'Reading My Father:' Growing Up With William Styron
"Take a lesson from me," Irwin Shaw advised William Styron. When you become a father, "dole the child out to yourself in small doses, for your career's sake."
Styron was predisposed to take this advice. "The Novel," his youngest daughter Alexandra tells us in her exquisitely written biography Reading My Father, "owned his heart." Success for Styron came early in life with Lie Down in Darkness (1951), but he remained a perfectionist, producing in his 81 years only two more novels, The Confessions of Nat Turner (1967) and Sophie's Choice (1979), each of them accompanied by "setbacks, occlusions, and long, dark nights of the soul," writes Alexandra. Although his four children, she says, "couldn't point to any good evidence to support it," they felt "loved by him and strangely compelled by his outsize need."
Although his four children, she says, "couldn't point to any good evidence to support it," they felt "loved by him and strangely compelled by his outsize need."
Reading My Father delivers a portrait of an immensely talented and troubled, agnostic and alcoholic man—and a candid, compelling account, by turns heartwarming and heartbreaking, of his daughter's struggle to understand, forgive, and maybe even like him. It also vividly re-creates the delights of life as the child of a cultural icon. When she was ten, Alexandra remembers, she looked down from her bedroom window in the family home on Martha's Vineyard to watch Frank Sinatra lather up in the outdoor shower. A few years later, on Christmas day, she and her father—tipsy, but "steadfastly jolly"—listened to Leonard Bernstein twist "Jingle Bells" into a "barnstorming Russian chastushka."
A patient, thoughtful, and generous critic of the work of other writers, Styron didn't read drafts of Alexandra's own novel-in-progress. When she phoned with the news that it had been accepted by a publisher, he declared, "That's wonderful," and hung up abruptly.
When her father famously descended into depression and madness, Alexandra did her duty, visiting and reading to him, not so much for him "but for the good of the collective." She "felt a lot less like Cordelia in King Lear," she writes, "than like Michael Corleone in the third installment of The Godfather."
Styron took a long time to die.

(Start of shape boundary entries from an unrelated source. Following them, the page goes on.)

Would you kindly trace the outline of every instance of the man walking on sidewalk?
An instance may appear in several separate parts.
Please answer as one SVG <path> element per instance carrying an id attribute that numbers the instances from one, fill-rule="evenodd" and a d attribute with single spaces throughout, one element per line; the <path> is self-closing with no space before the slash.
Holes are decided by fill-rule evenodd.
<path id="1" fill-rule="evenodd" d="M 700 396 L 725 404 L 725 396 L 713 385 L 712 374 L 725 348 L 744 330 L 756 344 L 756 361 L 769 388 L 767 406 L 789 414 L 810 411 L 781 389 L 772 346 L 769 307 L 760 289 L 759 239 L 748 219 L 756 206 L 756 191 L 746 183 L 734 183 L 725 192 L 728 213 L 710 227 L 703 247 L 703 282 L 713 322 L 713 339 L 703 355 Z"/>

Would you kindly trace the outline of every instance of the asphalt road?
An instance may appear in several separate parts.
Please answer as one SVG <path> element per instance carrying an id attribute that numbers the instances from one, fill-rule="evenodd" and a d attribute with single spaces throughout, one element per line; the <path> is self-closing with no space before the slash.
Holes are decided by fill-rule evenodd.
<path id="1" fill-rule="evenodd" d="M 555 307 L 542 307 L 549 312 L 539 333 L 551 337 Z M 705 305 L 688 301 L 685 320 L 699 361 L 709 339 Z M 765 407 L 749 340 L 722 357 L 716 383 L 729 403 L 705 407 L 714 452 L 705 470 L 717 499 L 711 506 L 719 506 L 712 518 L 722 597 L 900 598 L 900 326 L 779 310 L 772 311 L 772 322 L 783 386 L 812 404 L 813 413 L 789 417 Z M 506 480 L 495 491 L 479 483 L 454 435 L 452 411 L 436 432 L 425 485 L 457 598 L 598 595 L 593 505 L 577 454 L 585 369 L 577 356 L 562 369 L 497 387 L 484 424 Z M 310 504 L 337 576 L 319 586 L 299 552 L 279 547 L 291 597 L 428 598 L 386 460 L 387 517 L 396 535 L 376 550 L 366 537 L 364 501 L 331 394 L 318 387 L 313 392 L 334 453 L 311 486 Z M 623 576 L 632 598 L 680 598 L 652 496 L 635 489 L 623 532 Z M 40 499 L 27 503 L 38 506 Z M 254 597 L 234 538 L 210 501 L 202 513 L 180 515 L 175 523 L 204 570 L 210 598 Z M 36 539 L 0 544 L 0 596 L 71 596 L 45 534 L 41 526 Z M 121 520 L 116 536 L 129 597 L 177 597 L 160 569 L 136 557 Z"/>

His daughter's account of his final days manages to capture the emotion without becoming maudlin. As she awaited the inevitable, Alexandra made peace with the father who had often ignored her. She was touched by the affection "Op-pop" showed for her son, Huck—and by the sight of the two of them, be-diapered males, sitting side-by-side, peering out the window of Massachusetts General Hospital. Alexandra was ready to read Sophie's Choice, for the first time. She was ready, as well, to caress her father's skin, and "ease his flight into the beyond."